Second-Order Convergence in Private Stochastic Non-Convex Optimization
Youming Tao, Zuyuan Zhang, Dongxiao Yu, Xiuzhen Cheng, Falko Dressler, Di Wang
TL;DR
This work tackles the problem of finding second-order stationary points (SOSP) under differential privacy in stochastic non-convex optimization. It introduces Gauss-PSGD, a generic Gaussian-perturbed SGD framework with a model-drift-based saddle-point escape criterion, combined with Ada-DP-SPIDER as an adaptive gradient oracle to correct prior error-rate bounds. The authors establish DP-SOSP guarantees with a centralized rate of $\alpha = \tilde{O}\left(\frac{1}{n^{1/3}} + \left(\frac{\sqrt{d}}{n\epsilon}\right)^{2/5}\right)$ and extend these results to distributed settings with heterogeneous data, achieving $\alpha = \tilde{O}\left(\frac{1}{(mn)^{1/3}} + \left(\frac{\sqrt{d}}{\sqrt{m}n\epsilon}\right)^{2/5}\right)$. The framework inherently outputs a DP-SOSP without private model selection, mitigating privacy and communication overhead in distributed environments, and is supported by rigorous descent and escape analyses. Experimental results on MNIST and CIFAR-10 corroborate improved accuracy and faster convergence under varying privacy budgets. Overall, the approach provides tighter DP-SOSP guarantees and a practical, scalable solution for privacy-preserving non-convex optimization in distributed systems.
Abstract
We investigate the problem of finding second-order stationary points (SOSP) in differentially private (DP) stochastic non-convex optimization.
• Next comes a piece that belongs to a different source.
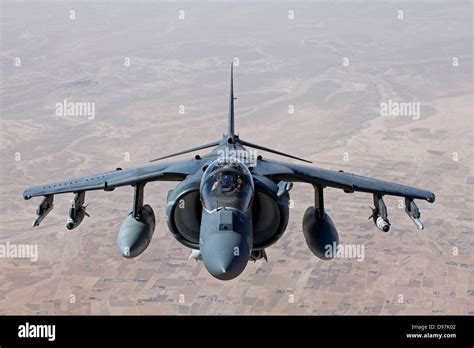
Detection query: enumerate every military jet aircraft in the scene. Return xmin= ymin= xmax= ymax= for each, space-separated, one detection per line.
xmin=23 ymin=65 xmax=435 ymax=280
Existing methods suffer from two key limitations: (i) inaccurate convergence error rate due to overlooking gradient variance in the saddle point escape analysis, and (ii) dependence on auxiliary private model selection procedures for identifying DP-SOSP, which can significantly impair utility, particularly in distributed settings. To address these issues, we propose a generic perturbed stochastic gradient descent (PSGD) framework built upon Gaussian noise injection and general gradient oracles. A core innovation of our framework is using model drift distance to determine whether PSGD escapes saddle points, ensuring convergence to approximate local minima without relying on second-order information or additional DP-SOSP identification. By leveraging the adaptive DP-SPIDER estimator as a specific gradient oracle, we develop a new DP algorithm that rectifies the convergence error rates reported in prior work. We further extend this algorithm to distributed learning with heterogeneous data, providing the first formal guarantees for finding DP-SOSP in such settings. Our analysis also highlights the detrimental impacts of private selection procedures in distributed learning under high-dimensional models, underscoring the practical benefits of our design. Numerical experiments on real-world datasets validate the efficacy of our approach.